Assessing the potential of TOPCon solar cells architecture using industrial n-type cast-mono silicon material

Abstract

Cast-mono silicon material is interesting for its lower carbon footprint compared to Czochralski (Cz) monocrystalline silicon. However, solar cells fabricated using cast-mono (CM) silicon show lower performances. In this work, two routes to make cast-mono silicon advantageous over Cz silicon are considered. The first route is to further reduce carbon footprint of cast-mono silicon, by using Upgraded Metallurgical Grade silicon (UMG-Si) feedstock instead of Solar Grade silicon (SoG-Si) feedstock. TOPCon solar cells are fabricated using both feedstocks, and cast-mono growth technology, using industrial-type furnaces.

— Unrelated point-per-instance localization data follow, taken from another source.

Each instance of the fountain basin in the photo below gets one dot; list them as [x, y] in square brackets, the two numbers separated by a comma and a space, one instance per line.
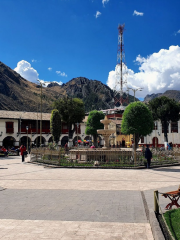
[106, 132]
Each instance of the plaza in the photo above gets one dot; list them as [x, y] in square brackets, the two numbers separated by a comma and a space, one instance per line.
[38, 202]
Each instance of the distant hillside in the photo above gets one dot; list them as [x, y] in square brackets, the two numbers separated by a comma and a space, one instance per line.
[18, 94]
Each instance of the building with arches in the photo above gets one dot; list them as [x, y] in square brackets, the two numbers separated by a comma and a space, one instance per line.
[14, 131]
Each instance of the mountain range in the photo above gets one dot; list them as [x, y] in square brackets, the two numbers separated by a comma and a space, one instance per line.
[19, 94]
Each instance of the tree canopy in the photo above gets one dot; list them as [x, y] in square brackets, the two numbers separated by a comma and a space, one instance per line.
[165, 110]
[93, 123]
[138, 120]
[71, 111]
[55, 125]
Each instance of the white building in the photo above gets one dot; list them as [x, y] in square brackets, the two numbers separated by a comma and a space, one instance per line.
[19, 127]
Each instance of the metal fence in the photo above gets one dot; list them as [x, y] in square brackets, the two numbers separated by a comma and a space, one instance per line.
[102, 158]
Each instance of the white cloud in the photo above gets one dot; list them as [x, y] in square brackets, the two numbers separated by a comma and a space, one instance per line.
[26, 71]
[177, 32]
[45, 84]
[62, 74]
[104, 1]
[137, 13]
[157, 73]
[97, 14]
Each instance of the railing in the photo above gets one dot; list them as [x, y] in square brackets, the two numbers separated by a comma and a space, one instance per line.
[113, 158]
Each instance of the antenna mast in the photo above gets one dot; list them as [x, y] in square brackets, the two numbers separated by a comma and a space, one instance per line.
[121, 70]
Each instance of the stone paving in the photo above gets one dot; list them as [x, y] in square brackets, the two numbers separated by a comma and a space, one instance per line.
[50, 203]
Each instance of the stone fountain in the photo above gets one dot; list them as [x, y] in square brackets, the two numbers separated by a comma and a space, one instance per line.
[105, 132]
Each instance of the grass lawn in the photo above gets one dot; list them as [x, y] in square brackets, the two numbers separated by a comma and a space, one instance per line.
[173, 221]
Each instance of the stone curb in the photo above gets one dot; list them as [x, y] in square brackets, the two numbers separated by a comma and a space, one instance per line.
[98, 167]
[156, 229]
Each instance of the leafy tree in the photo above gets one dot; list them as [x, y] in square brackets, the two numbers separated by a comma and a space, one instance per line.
[71, 111]
[165, 110]
[93, 123]
[55, 125]
[138, 120]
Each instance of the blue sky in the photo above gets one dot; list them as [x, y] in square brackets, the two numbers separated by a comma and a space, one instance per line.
[71, 39]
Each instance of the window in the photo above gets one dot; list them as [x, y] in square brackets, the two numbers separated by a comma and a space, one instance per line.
[9, 127]
[174, 127]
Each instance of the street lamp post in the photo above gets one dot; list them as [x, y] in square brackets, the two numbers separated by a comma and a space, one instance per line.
[27, 137]
[19, 131]
[41, 113]
[155, 135]
[135, 90]
[77, 124]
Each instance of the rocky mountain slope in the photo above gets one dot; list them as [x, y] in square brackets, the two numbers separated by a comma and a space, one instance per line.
[18, 94]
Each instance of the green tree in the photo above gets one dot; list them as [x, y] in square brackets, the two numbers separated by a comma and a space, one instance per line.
[93, 123]
[138, 120]
[165, 110]
[55, 125]
[71, 111]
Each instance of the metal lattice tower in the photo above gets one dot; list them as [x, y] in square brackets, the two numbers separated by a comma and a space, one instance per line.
[121, 70]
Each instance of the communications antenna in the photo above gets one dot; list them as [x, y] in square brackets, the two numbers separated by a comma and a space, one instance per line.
[121, 96]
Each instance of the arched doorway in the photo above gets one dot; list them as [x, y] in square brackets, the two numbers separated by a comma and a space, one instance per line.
[37, 141]
[155, 141]
[8, 142]
[64, 140]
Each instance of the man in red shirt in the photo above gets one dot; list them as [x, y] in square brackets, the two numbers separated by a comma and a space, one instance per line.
[22, 150]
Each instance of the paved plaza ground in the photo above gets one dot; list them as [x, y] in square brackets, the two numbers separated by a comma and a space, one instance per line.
[37, 202]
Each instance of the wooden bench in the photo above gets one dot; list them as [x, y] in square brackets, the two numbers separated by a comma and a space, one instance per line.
[174, 197]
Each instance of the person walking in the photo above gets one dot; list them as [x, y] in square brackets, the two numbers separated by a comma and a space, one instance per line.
[5, 151]
[22, 150]
[148, 156]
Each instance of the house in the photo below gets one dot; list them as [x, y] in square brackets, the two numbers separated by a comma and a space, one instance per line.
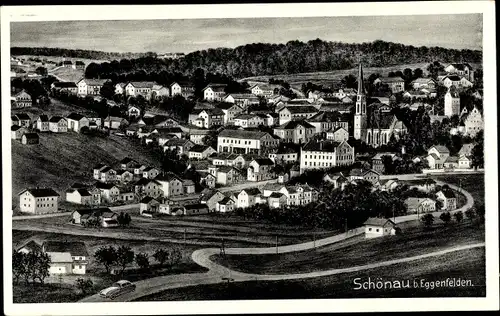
[338, 134]
[196, 209]
[58, 124]
[250, 120]
[133, 111]
[211, 197]
[214, 92]
[451, 103]
[42, 123]
[389, 185]
[436, 156]
[420, 83]
[325, 154]
[182, 146]
[107, 174]
[170, 184]
[150, 173]
[448, 199]
[109, 192]
[22, 99]
[461, 69]
[139, 88]
[66, 257]
[225, 205]
[22, 119]
[149, 205]
[29, 247]
[260, 169]
[337, 179]
[379, 227]
[292, 113]
[243, 100]
[124, 176]
[396, 84]
[245, 142]
[114, 122]
[473, 122]
[76, 122]
[298, 132]
[17, 131]
[66, 86]
[90, 86]
[425, 185]
[38, 201]
[420, 205]
[200, 152]
[247, 197]
[149, 187]
[378, 161]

Laboratory studies show that UMG-Si can result in efficiencies higher than solar cells made of SoG-Si when feeding the material to a CM crystallization process. But when compared to Cz, CM-UMG-Si TOPCon solar cells conversion efficiency values are still 0.5%abs lower. The second route is to take advantage of the TOPCon passivation layer (e.g., poly-Si) ability to getter metallic impurities, and thus improve the quality of cast-mono material. Several TOPCon sequences are tested and their effect on the carrier recombination properties of the device are studied. In the end, solar cells are fabricated and again, UMG-Si solar cells show better results than SoG-Si solar cells, with efficiency up to 22.65%, independently confirmed.